Ali bunun gerçekten de gördüğü kişi olup olmadığını sorguladı. Odasına giren dev bir yaratık görmüştü, dış görünümünün yaşlı bir kadını andırdığı söylenebilirdi. Bu gerçekçi rüya gün boyu aklına gelmişti. Bu kadarı yeter diye düşündü, Asya haklıydı. Eski evine dönebilir ve ev arkadaşınayeni bir yer bulana kadar biraz daha katlanabilirdi. Sonra Asya’ya baktı ve kendini suçlu hissetti. Kaçmak planından utandı. Hem neredeyse bütün parasını bu eve taşınırken harcamıştı ve üstüne üslük bir de kredi borcu vardı. Bu sırada Asya gitmek üzere hazırlanıyordu. Ayrılmadan önce de herhangi bir gelişme olması durumunda kendisini mutlaka haberdar etmesini söyledi.


Asya ayrıldıktan sonra düşünmeye başladı. Yaratığı veya ev sahibinin yaşlı kız kardeşini görene kadar bekleyecek ve o sırada polisi arayacaktı. Peki ya eve giren cüsseli bir adamsa ve silahı varsa, onu nasıl zapt edebilirdi ki? Pencereyi daha sıkı bantlayabilir ve bu şekilde bekleyebilirdi. Böylece adam içeri girmeye çalışırken polisi arayacak ve çatışma riskini de ortadan kaldıracaktı. Hayatını riske atmaya değmezdi.

Gece yağmurlu başlamıştı ve bu Ali’nin daha fazla korkmasına sebep oluyordu. Önce pencereyi tüm bant rulosunu bitene kadar kapadı. Sonra birkaç arkadaşını aradı ve rahatlamak için sohbet etti.
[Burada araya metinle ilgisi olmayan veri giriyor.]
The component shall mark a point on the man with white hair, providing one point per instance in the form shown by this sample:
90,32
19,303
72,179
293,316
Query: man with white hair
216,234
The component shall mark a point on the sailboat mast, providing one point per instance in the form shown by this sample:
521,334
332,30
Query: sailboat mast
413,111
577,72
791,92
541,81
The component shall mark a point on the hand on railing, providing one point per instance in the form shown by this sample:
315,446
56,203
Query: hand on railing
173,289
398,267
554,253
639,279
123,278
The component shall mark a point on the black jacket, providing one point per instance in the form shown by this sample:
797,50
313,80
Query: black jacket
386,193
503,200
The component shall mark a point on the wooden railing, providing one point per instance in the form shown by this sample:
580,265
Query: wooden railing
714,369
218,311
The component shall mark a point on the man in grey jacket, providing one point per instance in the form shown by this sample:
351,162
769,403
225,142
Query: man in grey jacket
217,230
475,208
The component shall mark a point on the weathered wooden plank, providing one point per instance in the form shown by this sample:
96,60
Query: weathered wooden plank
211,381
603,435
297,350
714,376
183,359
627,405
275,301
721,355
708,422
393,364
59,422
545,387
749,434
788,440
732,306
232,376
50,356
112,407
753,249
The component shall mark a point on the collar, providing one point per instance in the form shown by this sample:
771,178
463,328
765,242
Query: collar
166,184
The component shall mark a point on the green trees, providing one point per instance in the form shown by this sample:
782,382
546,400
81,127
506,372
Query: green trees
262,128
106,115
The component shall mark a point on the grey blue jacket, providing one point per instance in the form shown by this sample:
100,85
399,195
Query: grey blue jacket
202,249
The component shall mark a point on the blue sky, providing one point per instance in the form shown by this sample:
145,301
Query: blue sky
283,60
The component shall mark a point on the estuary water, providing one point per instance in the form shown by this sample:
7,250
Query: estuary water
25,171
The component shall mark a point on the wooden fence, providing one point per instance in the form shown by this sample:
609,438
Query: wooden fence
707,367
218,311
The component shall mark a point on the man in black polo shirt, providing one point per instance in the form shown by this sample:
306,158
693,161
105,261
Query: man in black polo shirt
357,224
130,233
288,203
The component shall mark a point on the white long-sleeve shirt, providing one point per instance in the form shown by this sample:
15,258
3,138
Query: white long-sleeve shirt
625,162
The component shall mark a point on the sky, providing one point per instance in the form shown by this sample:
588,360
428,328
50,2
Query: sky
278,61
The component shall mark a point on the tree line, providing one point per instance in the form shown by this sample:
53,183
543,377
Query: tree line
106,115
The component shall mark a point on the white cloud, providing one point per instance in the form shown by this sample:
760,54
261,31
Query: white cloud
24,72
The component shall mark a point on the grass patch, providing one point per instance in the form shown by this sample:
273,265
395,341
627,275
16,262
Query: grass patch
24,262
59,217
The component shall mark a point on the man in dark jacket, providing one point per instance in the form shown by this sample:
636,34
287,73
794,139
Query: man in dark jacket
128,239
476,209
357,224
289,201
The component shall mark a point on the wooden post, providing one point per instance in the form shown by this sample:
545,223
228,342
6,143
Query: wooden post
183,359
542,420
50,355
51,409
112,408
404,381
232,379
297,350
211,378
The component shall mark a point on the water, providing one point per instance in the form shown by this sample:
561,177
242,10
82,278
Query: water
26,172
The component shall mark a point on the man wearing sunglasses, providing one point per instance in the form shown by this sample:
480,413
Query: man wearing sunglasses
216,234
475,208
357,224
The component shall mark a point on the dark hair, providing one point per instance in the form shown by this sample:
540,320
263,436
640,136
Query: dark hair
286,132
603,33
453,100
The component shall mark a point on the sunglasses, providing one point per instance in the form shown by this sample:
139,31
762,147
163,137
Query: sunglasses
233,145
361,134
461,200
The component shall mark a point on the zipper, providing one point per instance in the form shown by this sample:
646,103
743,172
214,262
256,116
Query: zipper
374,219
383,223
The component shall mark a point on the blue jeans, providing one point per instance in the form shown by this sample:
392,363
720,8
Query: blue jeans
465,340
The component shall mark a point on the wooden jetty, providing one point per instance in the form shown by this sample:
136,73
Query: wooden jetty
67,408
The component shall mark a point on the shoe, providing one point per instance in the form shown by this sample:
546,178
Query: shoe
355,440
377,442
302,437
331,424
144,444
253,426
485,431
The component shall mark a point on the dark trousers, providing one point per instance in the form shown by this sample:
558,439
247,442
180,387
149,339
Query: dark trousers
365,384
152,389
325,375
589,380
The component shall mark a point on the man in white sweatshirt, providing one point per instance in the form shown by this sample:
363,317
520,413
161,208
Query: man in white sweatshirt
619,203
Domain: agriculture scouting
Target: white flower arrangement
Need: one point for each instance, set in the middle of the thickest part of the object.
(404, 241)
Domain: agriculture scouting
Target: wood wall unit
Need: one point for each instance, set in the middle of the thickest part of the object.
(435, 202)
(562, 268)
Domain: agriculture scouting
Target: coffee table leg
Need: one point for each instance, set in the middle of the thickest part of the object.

Sonunda birini takılmak için eve davet etti ancak saat geç olmuştu ve yağmur fazlasıyla caydırıcı bir faktördü. Bu yüzleşmede yalnız olduğunu anlayınca biraz ses olsun diye müzik açtı. Sonra Asya’nın getirdiği kurabiyelerden yemeye başladı, lezzetlilerdi.
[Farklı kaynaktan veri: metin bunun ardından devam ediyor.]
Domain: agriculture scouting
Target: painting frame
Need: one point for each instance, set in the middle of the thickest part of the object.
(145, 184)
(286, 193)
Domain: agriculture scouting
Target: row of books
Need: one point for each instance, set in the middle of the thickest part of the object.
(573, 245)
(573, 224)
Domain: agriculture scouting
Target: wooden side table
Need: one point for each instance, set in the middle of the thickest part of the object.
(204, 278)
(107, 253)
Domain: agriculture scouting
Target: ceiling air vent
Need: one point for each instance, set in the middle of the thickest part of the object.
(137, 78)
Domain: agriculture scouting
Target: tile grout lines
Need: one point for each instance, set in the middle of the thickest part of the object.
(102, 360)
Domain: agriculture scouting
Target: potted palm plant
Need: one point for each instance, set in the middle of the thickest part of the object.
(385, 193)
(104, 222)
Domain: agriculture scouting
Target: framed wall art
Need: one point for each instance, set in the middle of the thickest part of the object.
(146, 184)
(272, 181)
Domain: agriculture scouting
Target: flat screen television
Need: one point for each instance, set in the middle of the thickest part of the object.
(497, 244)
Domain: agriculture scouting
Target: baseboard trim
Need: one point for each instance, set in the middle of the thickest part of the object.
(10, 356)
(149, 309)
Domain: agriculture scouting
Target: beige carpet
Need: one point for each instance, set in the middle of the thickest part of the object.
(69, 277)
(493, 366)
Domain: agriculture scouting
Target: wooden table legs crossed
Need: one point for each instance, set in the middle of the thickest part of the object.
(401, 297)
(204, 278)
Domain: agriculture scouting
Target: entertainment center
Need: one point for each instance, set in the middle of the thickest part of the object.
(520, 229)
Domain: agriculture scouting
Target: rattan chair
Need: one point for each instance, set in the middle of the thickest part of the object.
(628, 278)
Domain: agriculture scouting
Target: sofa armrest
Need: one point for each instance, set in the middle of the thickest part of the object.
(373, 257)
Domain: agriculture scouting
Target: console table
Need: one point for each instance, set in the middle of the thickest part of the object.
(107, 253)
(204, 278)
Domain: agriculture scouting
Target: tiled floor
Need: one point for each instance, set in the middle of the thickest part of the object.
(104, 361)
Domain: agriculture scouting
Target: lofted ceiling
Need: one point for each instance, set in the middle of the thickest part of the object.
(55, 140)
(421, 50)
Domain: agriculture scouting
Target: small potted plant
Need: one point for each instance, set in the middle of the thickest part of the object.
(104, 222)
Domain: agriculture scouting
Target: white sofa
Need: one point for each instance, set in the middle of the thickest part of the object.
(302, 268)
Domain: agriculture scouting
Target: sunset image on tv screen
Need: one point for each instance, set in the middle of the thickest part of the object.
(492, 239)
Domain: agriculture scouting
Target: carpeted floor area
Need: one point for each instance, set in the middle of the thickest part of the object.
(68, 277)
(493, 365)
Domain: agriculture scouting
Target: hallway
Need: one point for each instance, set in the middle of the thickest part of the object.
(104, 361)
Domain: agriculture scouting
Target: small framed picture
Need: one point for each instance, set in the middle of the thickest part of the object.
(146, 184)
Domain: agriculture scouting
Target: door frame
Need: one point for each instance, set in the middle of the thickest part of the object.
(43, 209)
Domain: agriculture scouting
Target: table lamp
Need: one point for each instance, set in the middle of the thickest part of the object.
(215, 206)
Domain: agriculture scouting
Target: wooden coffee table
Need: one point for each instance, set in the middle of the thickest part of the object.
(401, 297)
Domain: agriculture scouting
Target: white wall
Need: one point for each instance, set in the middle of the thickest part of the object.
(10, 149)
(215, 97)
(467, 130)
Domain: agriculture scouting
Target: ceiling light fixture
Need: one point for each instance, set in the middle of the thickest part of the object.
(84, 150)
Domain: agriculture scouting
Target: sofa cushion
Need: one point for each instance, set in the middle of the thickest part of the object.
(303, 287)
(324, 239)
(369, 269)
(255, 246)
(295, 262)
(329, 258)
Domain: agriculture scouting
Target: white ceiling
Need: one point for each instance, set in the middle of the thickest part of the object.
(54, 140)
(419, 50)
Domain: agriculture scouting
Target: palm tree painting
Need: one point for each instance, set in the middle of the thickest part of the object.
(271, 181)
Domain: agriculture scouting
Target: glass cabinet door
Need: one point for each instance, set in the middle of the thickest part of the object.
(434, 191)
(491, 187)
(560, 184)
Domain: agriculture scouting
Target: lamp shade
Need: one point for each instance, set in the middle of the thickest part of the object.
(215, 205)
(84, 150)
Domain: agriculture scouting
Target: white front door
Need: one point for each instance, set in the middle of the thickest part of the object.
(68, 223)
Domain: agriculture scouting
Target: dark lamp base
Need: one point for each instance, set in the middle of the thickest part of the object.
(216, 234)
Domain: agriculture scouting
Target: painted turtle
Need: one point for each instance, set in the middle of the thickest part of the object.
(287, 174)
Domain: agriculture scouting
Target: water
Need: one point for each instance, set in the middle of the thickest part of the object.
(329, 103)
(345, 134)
Yaklaşık bir saat sonra, saat gece yarısını geçtiğinde müzik artık kafasını şişirmeye başladı. Sokaktaki evlere baktı ve yavaş yavaş sönen ışıklarını izledi. Sonunda dayanamadı müziği kapadı ve uykuya dayanabilmek için kahve yaptı. İlk kez evinin doğal seslerini duyuyordu. Hepsine aşinaydı, buzdolabından gelen çatırtı, kombinin çalışma sesi ve asansördeki hareket... Koltuğa oturdu dinlemeyi sürdürdü. Büyük bir bardak kahve içmesine rağmen ayık kalmakta zorlanıyordu.


Gözlerini açtığında kendini koltukta uzanırken buldu. Uyuyakalmıştı ve anlaşılan hiçbir şey olmamıştı… Sanki ağır bir ilaç almış gibi başı dönüyor, kafasını kaldırmakta zorlanıyordu. Ağzında şekerli fakat rahatsız edici bir tat vardı. Kötü başlayan günü stresli ve yoğun devam etti. Bitirmesi gereken raporlar ve katılması gereken toplantılar vardı.
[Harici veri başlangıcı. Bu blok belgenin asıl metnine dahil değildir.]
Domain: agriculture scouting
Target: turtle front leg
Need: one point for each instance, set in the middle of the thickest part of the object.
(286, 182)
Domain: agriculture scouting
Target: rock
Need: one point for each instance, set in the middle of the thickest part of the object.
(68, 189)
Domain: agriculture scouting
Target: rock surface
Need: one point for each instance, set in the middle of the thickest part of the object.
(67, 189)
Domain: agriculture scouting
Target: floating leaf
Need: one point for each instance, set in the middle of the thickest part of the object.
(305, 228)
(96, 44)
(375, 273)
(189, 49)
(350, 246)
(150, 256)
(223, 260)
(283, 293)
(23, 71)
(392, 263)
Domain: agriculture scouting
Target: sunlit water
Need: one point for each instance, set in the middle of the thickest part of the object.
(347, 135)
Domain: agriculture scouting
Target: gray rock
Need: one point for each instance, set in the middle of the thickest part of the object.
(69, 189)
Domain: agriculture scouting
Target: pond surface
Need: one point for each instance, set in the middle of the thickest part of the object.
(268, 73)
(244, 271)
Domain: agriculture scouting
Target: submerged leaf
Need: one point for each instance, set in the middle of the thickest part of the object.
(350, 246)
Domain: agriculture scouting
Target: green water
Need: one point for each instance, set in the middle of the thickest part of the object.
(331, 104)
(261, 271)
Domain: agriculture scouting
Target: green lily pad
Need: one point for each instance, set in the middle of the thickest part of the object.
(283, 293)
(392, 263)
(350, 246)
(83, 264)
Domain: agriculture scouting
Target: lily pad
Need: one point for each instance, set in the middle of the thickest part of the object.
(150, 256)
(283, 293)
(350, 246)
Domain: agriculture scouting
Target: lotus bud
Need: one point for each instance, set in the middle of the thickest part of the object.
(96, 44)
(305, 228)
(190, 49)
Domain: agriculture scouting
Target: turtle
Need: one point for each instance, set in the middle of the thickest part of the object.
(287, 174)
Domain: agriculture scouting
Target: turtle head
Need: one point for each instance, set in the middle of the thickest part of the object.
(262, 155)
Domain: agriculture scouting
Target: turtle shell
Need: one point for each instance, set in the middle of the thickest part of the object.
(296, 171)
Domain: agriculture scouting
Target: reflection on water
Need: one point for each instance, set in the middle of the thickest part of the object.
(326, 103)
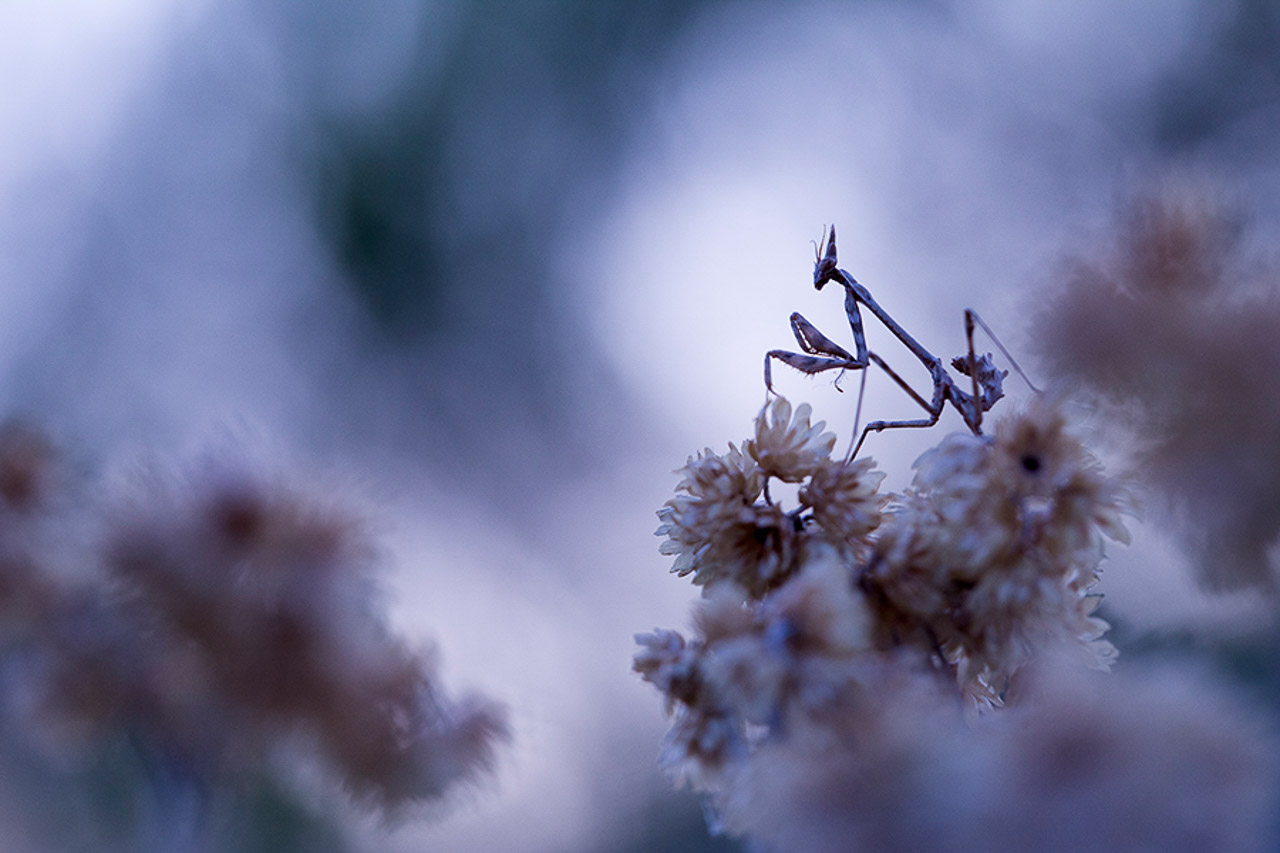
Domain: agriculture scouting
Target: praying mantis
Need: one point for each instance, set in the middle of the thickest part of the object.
(819, 354)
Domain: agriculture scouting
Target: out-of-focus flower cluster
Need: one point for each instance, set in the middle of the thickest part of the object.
(229, 623)
(1173, 324)
(872, 671)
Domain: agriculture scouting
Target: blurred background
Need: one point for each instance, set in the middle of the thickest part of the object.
(503, 265)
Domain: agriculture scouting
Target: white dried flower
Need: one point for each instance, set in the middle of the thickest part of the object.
(844, 497)
(720, 533)
(786, 446)
(993, 552)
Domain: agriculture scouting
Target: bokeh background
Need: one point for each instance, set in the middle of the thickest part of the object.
(503, 265)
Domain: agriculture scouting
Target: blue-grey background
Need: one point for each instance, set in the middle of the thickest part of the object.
(503, 265)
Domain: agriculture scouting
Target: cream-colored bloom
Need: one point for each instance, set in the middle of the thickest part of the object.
(844, 498)
(718, 532)
(786, 446)
(992, 555)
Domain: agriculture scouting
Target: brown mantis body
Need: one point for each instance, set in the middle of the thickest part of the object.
(819, 354)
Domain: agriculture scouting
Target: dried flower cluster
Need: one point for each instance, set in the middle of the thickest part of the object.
(872, 671)
(1173, 325)
(220, 619)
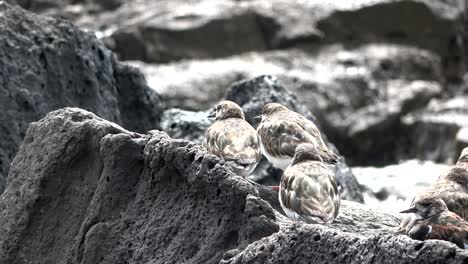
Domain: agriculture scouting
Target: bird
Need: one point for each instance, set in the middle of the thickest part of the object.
(451, 187)
(232, 138)
(433, 220)
(282, 130)
(308, 188)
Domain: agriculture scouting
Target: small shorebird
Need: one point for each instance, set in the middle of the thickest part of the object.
(451, 187)
(233, 139)
(282, 130)
(308, 189)
(433, 220)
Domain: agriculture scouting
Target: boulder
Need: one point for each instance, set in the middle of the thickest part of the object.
(252, 95)
(185, 124)
(103, 194)
(47, 64)
(392, 188)
(84, 190)
(358, 95)
(165, 31)
(432, 133)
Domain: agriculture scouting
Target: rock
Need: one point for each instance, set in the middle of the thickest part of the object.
(358, 95)
(317, 244)
(173, 30)
(165, 31)
(371, 132)
(140, 107)
(391, 188)
(48, 64)
(69, 9)
(439, 123)
(184, 124)
(104, 194)
(252, 95)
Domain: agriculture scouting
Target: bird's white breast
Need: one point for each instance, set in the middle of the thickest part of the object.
(279, 162)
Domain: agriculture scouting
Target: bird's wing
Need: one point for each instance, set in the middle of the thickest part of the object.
(456, 235)
(233, 140)
(283, 137)
(312, 192)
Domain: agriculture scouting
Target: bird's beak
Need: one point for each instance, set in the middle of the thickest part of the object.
(275, 188)
(409, 210)
(211, 115)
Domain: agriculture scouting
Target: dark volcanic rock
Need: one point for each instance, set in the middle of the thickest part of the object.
(170, 30)
(47, 64)
(357, 95)
(252, 95)
(84, 190)
(431, 133)
(184, 124)
(102, 194)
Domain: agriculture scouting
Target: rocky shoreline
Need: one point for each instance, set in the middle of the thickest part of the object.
(100, 161)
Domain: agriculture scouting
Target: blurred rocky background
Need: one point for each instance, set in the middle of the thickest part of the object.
(386, 81)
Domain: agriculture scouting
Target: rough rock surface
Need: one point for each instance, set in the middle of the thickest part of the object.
(320, 78)
(358, 95)
(384, 185)
(84, 190)
(185, 124)
(439, 124)
(252, 95)
(163, 31)
(47, 64)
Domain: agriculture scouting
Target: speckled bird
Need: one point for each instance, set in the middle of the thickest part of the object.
(232, 138)
(282, 130)
(451, 187)
(308, 189)
(433, 220)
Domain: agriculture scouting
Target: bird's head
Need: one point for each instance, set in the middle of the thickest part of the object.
(272, 108)
(226, 109)
(426, 206)
(463, 157)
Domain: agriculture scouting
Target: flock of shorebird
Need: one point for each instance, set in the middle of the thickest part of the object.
(308, 189)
Saatler geçtikçe ağzındaki tat iyice çamura döndü. Hiçbir şey yemediğini fark ederek atıştırmaya karar verdi. Yarı uyur yarı uyanık halde kayıp bir gün geçirmişti. Akşam yöneticisi arayıp iyi olup olmadığını sormuş ve bu aralar dikkatinin dağınık olduğunu fark ettiğini söylemişti. Ali gerçekten de tükenmiş hissediyordu. Özellikle pandemi, taşınma stresi ve şimdi de bu pencere olayı onu bir hayli yormuştu.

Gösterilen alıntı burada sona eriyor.